Аналогия между ужасом и религиозным опытом часто явно или неявно формулируется в терминах анализа религиозного или нуминозного опыта, разработанного Рудольфом Отто в его чрезвычайно влиятельной, широко читаемой, протофеноменологической классической работе "Идея святого". Я не знаю, верен ли этот анализ религиозного опыта; однако именно его обычно применяют комментаторы, сознательно или неосознанно, когда выстраивают корреляцию между ужасом и религиозным опытом. Таким образом, представляется уместным спросить, параллелен ли опыт ужаса в литературе религиозному или нуминозному опыту, как его концептуализирует Отто.
Для Отто религия имеет нерациональный элемент, невыразимый объект, который он называет нуменом. Это объект религиозного опыта, или нуминозного опыта. Термины, в которых характеризуется этот опыт, как известно, - mysterium tremendum fascinans et augustum. То есть объект религиозного опыта - и здесь помогает иметь в виду что-то вроде Бога - грандиозен, вызывает у субъекта страх, парализующее чувство подавленности, зависимости, ничтожества, никчемности. Нумен благоговеет, вызывая чувство благоговения. Таинственное; оно полностью иное, вне сферы обычного, понятного и привычного настолько, что вызывает оцепенение, пустое чувство удивления, изумление, которое поражает человека, своего рода абсолютное изумление.16 Эта встреча с полностью иным не просто пугает субъекта, но и очаровывает его. Действительно, ее огромная энергия и срочность (tremendum) возбуждает и наше почтение (отсюда augustum).
Если прочесть эту формулу в расплывчатом и деконтекстуализированном виде, то легко провести корреляции между большей ее частью (хотя и не всеми) и тем, что можно было бы сказать об объектах арт-хоррора. Объекты арт-хоррора обладают силой, то есть они страшны и вызывают парализующее чувство подавленности; они таинственны, ошеломляют, заставляя человека оцепенеть и поразиться наступлению инаковости, если вымысел искусен. И, кроме того, это завораживает зрителей - возможно, даже завораживает вымышленных персонажей, что может объяснить их частый паралич.
Но это лишь очень поверхностные сопоставления. Нумен Отто совершенно иной. Он не поддается применению предикатов и даже самому многообразию предикативности. Но с монстрами ужаса дело обстоит иначе. Ведь даже если они не могут быть названы прямо в терминах постоянных понятий культуры, они могут быть расположены в терминах этих понятий как комбинации, увеличения и т. д. того, что уже есть. То есть монстры не являются полностью другими, а черпают свой отталкивающий аспект из того, что они, так сказать, искажают известное. Они не бросают вызов предикации, но смешивают свойства нестандартным образом. Они не являются полностью неизвестными, и, вероятно, именно этим объясняется их характерный эффект - отвращение. Перед монстрами ужаса человек не чувствует себя никчемным (или зависимым от них), как перед божеством.

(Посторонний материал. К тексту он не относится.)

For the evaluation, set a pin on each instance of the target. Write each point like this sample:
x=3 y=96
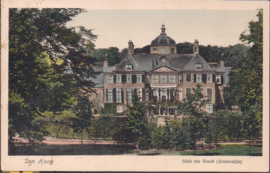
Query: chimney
x=163 y=29
x=196 y=47
x=130 y=47
x=221 y=63
x=105 y=62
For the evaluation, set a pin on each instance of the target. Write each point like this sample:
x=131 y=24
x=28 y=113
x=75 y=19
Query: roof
x=128 y=60
x=99 y=79
x=198 y=59
x=163 y=39
x=148 y=62
x=226 y=71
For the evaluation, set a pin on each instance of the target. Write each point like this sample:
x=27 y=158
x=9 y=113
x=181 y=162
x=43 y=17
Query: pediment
x=163 y=69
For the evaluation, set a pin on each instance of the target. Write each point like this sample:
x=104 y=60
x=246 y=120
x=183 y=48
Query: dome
x=163 y=39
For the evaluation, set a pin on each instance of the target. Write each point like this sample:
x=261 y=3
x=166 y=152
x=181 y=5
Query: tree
x=245 y=85
x=136 y=121
x=99 y=54
x=113 y=56
x=195 y=120
x=251 y=125
x=48 y=65
x=83 y=114
x=123 y=53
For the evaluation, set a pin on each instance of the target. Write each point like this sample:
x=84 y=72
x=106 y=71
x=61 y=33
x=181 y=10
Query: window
x=163 y=78
x=129 y=95
x=163 y=50
x=218 y=79
x=129 y=67
x=209 y=108
x=209 y=94
x=118 y=95
x=155 y=92
x=198 y=66
x=163 y=95
x=109 y=79
x=128 y=78
x=199 y=77
x=180 y=78
x=154 y=78
x=188 y=77
x=139 y=78
x=119 y=108
x=180 y=94
x=118 y=78
x=172 y=77
x=209 y=78
x=109 y=96
x=188 y=91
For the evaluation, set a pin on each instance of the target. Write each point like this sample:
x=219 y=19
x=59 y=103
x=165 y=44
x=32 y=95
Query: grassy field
x=225 y=150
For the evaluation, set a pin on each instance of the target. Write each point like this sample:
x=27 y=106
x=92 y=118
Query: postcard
x=135 y=85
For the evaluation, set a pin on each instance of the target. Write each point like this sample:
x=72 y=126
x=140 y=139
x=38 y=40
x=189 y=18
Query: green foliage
x=136 y=121
x=40 y=49
x=113 y=56
x=157 y=137
x=83 y=114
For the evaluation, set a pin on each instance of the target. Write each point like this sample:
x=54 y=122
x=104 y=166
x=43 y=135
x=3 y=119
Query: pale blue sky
x=213 y=27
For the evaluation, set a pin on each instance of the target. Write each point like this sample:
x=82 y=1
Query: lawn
x=225 y=150
x=229 y=150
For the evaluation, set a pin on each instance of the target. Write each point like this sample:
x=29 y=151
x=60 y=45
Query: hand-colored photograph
x=135 y=82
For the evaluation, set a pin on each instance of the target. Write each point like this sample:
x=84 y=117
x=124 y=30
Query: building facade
x=163 y=76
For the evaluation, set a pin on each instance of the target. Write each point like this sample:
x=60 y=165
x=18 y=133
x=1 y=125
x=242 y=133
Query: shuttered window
x=118 y=95
x=118 y=78
x=188 y=77
x=199 y=77
x=109 y=79
x=172 y=78
x=209 y=78
x=129 y=95
x=139 y=78
x=129 y=78
x=154 y=78
x=110 y=98
x=209 y=94
x=163 y=78
x=188 y=91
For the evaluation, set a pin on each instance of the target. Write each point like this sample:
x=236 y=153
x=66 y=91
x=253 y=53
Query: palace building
x=157 y=76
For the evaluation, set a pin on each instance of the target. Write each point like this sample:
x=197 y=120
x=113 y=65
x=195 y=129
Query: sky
x=211 y=27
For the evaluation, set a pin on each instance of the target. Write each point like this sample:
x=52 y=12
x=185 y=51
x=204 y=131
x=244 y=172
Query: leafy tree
x=167 y=136
x=99 y=55
x=157 y=137
x=123 y=53
x=83 y=114
x=41 y=48
x=195 y=120
x=252 y=127
x=136 y=121
x=113 y=56
x=245 y=85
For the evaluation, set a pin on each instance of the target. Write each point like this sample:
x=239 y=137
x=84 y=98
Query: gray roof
x=163 y=39
x=99 y=79
x=148 y=62
x=195 y=60
x=226 y=71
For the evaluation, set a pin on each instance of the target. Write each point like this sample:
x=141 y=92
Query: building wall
x=167 y=49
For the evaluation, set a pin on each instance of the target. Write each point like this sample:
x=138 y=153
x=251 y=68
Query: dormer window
x=163 y=50
x=218 y=79
x=198 y=66
x=128 y=67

Потому что это tremendum, numen вызывает не только восхищение, но и благоговение, объективную ценность, требующую почтения. Это совсем не подходит к случаю ужасов. Чаще всего мы не чувствуем себя обязанными воздавать должное монстру. Конечно, есть некоторые сюжеты ужасов, где почтение к монстру - Сатане, Рохеду Рексу, Дракуле, первобытным Древним и так далее - может быть частью истории. Но это верно только в некоторых случаях - и, следовательно, не является общим признаком ужаса, - и даже в этих случаях это относится только к некоторым персонажам истории, а не к аудитории. То есть, читая о шабаше в "Тайном поклонении" Блэквуда, мы не становимся иерофантами Люцифера. Более того, сам Отто, как можно предположить, не одобрил бы экстраполяцию своей характеристики нуминозного опыта на ужас; по его мнению, страх перед демонами и призраками представляет собой более низкую ступень развития, чем религиозный опыт. Таким образом, попытка объяснить притягательную силу ужаса на основе аналогии с притягательной силой религиозного опыта представляется опасной, поскольку неясно, что аналогия между религиозным опытом и опытом арт-хоррора является достоверной.
Точно так же есть что-то натянутое в гипотезе, что ужасы функционируют как убежище для религиозного чувства в материалистические или позитивистские времена. Ведь религия, даже экстатическая, легко доступна в таких безбожных культурах, как Соединенные Штаты, где в настоящее время процветает жанр ужасов (даже когда президенты увлекаются астрологией). Если религиозный опыт - это то, чего люди действительно хотят, они могут получить его напрямую, без поиска суррогатов вроде фантастики ужасов.